Interprocess Memory Editing - Finding changed addresses

I'm currently making one of those game trainers as a small project. I've already ran into a problem; when you "go into a different level", the addresses for things such as fuel, cash, bullets, their addresses change. This would also happen say, if you were to restart the application.
How can I re-locate these addresses?
I feel like it's a fairly basic question, but it's one of those "it is or is not possible" questions to me. Should I just stop looking and forget the concept entirely? "Too hard?"
It's a bit hard to describe exactly how to do this since it heavily dependents on the program you're studying and whether the author went out if his way to make your life difficult. Note that I've only done this once but it worked reasonably well even if I only knew a little assembly.
What is probably happening is that the values are allocated on the heap using a call to malloc/new and everytime you change level they are cleaned up and re-allocated somewhere else. So the idea is to look at the assembly code of the program to find where the pointer returned by malloc is stored and figure out a way to reliably read the content of the pointer and find the value you're looking for.
First thing you'll want is a debugger like OllyDbg and a basic knowledge of assembly. After that, start by setting a read and write breakpoint on the variable you want to examine. Since you said that you can't tell exactly where the variable is, you'll have to pause the process while it's running and search the program's memory for the value. Hopefully you'll end up with only a few results to sift through but be suspicious of anything that is on the stack since it might just be a copy for a function call or for local use.
Once the breakpoint is set just run the program until a break occurs. Now all you have to do is look at the code and examine how the variable is being accessed. If it's being passed as a parameter, go examine the call site of the function. If it's being accessed through a pointer, make a note of it and start examining the pointer. If it's being accessed as an offset of a pointer, that means it's part of a data structure so make a note of it and start examining the other variable. And so on.
Stay focused on your variable and just keep examining the code until you eventually find the root which can be one of two things:
A global variable that has a static address. This is the easiest scenario since you have a static address hardcoded straight into the code that you can use to reliably walk through the data structures.
A stack allocated variable. This is trickier and I'm not entirely sure how to deal with this scenario reliably. It's possible that its address will have the same offset from the beginning of the stack most of the time but it might not. You could also walk the stack to find the corresponding function and its parameters but this a bit tricky to get right.
Once you have an address all that's left to do is use ReadProcessMemory to locate your variable using the information you found. For example, if the address you have represents a pointer to a data structure where at offset 0x40 your fuel value is stored, then you'll have to read the value at the address, add 0x40 to it and do another read on the result.
Note that the address is only valid as long as the executable doesn't change in any way. If it's recompiled or patched then you have to start over. I believe you'll also have to be careful about Windows' ASLR which might change the address around every time you start the program.

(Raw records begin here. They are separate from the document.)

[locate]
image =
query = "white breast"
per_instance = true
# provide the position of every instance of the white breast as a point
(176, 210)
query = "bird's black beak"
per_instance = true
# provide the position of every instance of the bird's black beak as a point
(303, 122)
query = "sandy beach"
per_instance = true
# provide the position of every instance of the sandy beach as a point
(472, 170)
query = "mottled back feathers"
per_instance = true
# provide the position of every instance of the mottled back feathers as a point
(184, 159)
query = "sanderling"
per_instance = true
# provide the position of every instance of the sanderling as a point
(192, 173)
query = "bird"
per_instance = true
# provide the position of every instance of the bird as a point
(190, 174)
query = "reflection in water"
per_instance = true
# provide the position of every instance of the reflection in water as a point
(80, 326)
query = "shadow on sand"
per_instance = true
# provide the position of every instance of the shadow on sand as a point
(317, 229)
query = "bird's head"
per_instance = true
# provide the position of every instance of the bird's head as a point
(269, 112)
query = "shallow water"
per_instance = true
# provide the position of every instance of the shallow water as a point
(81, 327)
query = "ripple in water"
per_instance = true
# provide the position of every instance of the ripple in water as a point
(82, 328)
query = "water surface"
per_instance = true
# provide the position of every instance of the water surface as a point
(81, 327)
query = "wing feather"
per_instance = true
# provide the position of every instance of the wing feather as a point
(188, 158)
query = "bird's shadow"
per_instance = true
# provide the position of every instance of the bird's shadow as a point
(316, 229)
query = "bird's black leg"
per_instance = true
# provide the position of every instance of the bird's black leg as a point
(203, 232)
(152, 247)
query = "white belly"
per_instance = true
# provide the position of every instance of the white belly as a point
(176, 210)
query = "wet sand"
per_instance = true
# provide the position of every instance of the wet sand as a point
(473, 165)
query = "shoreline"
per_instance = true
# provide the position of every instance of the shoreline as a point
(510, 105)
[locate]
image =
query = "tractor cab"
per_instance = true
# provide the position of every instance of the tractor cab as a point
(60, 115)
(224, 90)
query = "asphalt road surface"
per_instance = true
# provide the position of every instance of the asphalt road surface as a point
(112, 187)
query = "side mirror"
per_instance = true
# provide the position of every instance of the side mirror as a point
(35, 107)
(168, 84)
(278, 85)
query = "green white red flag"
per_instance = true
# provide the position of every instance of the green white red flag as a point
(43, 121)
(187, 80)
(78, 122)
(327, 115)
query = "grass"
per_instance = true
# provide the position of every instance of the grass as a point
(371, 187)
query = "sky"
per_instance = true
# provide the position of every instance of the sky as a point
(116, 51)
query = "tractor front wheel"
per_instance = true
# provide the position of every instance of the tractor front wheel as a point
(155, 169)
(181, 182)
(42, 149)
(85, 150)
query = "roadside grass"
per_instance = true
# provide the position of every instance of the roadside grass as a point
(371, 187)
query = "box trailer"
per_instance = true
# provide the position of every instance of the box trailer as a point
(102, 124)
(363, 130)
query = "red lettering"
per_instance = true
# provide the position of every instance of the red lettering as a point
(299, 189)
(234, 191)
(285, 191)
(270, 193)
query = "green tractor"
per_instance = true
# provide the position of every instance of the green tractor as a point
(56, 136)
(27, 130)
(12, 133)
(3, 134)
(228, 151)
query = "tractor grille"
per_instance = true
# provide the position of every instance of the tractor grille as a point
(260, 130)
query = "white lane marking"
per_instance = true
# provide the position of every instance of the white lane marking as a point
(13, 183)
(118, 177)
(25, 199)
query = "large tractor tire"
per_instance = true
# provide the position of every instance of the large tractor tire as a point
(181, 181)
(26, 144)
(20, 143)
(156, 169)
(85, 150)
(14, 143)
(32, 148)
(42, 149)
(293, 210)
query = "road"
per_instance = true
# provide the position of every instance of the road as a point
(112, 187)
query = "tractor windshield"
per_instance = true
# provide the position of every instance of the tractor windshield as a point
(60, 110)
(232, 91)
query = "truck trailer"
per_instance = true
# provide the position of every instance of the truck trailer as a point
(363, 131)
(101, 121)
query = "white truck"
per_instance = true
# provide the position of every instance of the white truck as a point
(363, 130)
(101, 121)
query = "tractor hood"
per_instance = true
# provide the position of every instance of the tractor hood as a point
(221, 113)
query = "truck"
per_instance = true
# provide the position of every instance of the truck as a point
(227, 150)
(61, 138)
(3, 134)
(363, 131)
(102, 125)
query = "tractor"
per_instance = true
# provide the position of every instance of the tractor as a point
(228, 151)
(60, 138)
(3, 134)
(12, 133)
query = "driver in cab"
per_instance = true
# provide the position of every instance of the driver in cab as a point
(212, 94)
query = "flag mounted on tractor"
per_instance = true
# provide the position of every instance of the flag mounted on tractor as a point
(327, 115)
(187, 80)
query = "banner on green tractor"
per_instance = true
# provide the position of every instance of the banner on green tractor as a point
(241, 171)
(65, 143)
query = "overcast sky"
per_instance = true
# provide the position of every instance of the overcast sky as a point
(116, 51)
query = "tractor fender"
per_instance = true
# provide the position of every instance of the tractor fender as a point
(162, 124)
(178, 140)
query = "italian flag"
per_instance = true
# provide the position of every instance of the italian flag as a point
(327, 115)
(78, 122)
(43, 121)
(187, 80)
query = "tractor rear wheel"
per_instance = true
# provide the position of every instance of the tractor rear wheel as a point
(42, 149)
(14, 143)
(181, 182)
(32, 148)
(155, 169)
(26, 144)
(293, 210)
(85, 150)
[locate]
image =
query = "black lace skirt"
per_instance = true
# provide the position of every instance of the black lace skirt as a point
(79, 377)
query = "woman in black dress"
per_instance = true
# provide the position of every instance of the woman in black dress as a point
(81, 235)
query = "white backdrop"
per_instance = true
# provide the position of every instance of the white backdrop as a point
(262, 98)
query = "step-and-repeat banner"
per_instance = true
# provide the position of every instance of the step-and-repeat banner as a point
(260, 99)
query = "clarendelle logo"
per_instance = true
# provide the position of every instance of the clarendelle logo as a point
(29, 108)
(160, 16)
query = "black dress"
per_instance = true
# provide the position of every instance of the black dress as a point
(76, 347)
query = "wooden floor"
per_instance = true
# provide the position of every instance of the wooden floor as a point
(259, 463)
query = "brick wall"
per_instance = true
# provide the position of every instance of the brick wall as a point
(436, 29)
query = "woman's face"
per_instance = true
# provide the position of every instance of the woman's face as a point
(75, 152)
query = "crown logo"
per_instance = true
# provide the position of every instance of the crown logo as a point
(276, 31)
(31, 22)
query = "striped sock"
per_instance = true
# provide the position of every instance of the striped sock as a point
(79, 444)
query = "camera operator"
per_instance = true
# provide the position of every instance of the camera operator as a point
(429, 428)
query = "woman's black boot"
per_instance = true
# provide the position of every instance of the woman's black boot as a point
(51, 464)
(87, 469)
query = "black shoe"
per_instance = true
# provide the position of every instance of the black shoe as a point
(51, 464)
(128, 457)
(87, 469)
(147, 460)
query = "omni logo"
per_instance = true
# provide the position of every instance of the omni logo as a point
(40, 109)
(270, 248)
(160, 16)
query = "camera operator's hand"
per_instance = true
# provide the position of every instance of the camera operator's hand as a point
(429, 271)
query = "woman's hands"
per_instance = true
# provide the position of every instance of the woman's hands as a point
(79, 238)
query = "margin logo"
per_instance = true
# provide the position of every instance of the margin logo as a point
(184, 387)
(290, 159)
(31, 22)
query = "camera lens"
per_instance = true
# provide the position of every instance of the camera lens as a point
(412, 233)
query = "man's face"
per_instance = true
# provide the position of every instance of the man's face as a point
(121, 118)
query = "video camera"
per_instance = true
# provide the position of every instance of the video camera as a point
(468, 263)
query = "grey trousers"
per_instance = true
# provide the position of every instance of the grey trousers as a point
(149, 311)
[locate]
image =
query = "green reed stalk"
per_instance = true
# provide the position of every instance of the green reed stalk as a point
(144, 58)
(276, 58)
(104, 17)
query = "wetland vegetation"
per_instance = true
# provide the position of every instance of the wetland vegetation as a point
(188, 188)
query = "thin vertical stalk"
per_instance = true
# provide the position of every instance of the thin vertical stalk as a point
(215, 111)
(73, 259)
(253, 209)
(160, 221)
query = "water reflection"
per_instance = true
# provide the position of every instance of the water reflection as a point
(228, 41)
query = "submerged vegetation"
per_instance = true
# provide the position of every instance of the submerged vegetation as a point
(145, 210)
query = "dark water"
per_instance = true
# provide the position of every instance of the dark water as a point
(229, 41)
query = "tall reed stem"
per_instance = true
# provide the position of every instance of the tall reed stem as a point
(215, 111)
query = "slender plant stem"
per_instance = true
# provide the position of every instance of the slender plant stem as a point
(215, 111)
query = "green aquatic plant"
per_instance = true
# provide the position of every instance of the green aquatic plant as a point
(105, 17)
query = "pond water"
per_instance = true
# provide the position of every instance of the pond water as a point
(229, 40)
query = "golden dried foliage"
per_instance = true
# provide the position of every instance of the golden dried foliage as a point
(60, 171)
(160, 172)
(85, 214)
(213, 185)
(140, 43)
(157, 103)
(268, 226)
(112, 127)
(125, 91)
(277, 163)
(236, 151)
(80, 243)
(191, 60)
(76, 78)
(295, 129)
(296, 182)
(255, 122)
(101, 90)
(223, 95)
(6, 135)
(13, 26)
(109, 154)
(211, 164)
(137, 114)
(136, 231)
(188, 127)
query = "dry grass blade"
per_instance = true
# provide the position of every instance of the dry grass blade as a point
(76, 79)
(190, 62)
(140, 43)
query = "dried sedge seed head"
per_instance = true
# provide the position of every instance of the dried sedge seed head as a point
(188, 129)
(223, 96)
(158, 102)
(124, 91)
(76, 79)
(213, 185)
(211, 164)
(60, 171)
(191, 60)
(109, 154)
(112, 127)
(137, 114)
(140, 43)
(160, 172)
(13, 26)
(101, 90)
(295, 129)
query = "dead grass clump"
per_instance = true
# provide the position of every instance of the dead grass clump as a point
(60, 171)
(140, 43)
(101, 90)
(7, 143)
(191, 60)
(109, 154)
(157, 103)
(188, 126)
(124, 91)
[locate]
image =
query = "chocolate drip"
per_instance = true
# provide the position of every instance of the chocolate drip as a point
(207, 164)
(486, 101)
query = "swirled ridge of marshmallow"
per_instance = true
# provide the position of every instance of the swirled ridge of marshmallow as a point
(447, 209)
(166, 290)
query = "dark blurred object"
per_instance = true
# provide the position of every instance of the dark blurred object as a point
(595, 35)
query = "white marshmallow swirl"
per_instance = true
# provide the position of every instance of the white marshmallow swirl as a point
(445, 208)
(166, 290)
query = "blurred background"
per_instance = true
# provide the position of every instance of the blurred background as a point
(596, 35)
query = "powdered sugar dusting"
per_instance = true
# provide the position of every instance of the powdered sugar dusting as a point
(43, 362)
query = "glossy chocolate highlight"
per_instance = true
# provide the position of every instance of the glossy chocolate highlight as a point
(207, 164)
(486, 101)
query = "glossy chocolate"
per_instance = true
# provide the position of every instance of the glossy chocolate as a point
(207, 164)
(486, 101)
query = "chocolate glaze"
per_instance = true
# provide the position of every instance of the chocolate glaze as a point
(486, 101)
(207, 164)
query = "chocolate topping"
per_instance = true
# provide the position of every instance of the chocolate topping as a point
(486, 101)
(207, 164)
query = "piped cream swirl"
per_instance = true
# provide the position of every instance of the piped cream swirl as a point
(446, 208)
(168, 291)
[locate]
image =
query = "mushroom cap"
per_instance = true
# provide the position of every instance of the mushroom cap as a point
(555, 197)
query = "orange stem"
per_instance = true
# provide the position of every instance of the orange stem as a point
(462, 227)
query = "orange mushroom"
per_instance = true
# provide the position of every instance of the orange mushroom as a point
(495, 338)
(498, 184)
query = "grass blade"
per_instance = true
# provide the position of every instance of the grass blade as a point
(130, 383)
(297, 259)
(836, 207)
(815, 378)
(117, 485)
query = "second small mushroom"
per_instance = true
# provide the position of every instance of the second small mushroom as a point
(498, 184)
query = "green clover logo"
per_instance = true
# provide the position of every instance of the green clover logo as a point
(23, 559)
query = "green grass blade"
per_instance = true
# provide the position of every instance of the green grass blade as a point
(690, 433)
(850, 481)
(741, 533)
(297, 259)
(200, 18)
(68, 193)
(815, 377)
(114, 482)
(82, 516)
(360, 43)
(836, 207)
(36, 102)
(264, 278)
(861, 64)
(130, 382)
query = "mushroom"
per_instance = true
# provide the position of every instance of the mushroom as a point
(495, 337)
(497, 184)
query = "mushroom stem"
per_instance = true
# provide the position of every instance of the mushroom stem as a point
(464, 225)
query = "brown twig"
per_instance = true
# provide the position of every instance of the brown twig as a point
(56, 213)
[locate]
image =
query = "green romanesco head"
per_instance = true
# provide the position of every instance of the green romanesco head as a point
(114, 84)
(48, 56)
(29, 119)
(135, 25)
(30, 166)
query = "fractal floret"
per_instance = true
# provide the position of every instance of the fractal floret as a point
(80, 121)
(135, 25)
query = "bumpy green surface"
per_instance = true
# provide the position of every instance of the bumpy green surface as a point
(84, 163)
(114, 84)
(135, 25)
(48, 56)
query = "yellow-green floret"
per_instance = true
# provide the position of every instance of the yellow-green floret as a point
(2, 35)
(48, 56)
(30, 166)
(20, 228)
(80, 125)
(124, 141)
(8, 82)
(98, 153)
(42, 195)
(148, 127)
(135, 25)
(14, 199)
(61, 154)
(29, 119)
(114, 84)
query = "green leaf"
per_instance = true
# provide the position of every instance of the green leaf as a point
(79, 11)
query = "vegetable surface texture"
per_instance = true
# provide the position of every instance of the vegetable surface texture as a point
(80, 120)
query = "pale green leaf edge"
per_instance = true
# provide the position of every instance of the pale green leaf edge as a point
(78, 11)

Comment box was too small to fit this so I'll put it here.
If it's esp plus a constant then I believe that this is a parameter and not a local variable (do confirm by checking the layout of the calling convention). If that's the case, then you should step the program until it returns to its caller, figure out how the parameter is being set (look for push instructions before the call instruction) and continue exploring from there. When I did this I had to unwind the stack once or twice before I found the global pointer to the data structure.
Also the esi register is not related to the stack (I had to look it up) so I'd check how it's being set. It could be that it contains the address of the data structure and the constant is the offset to the variable. If you figure out how the register is set you'll be that much closer to the pointer.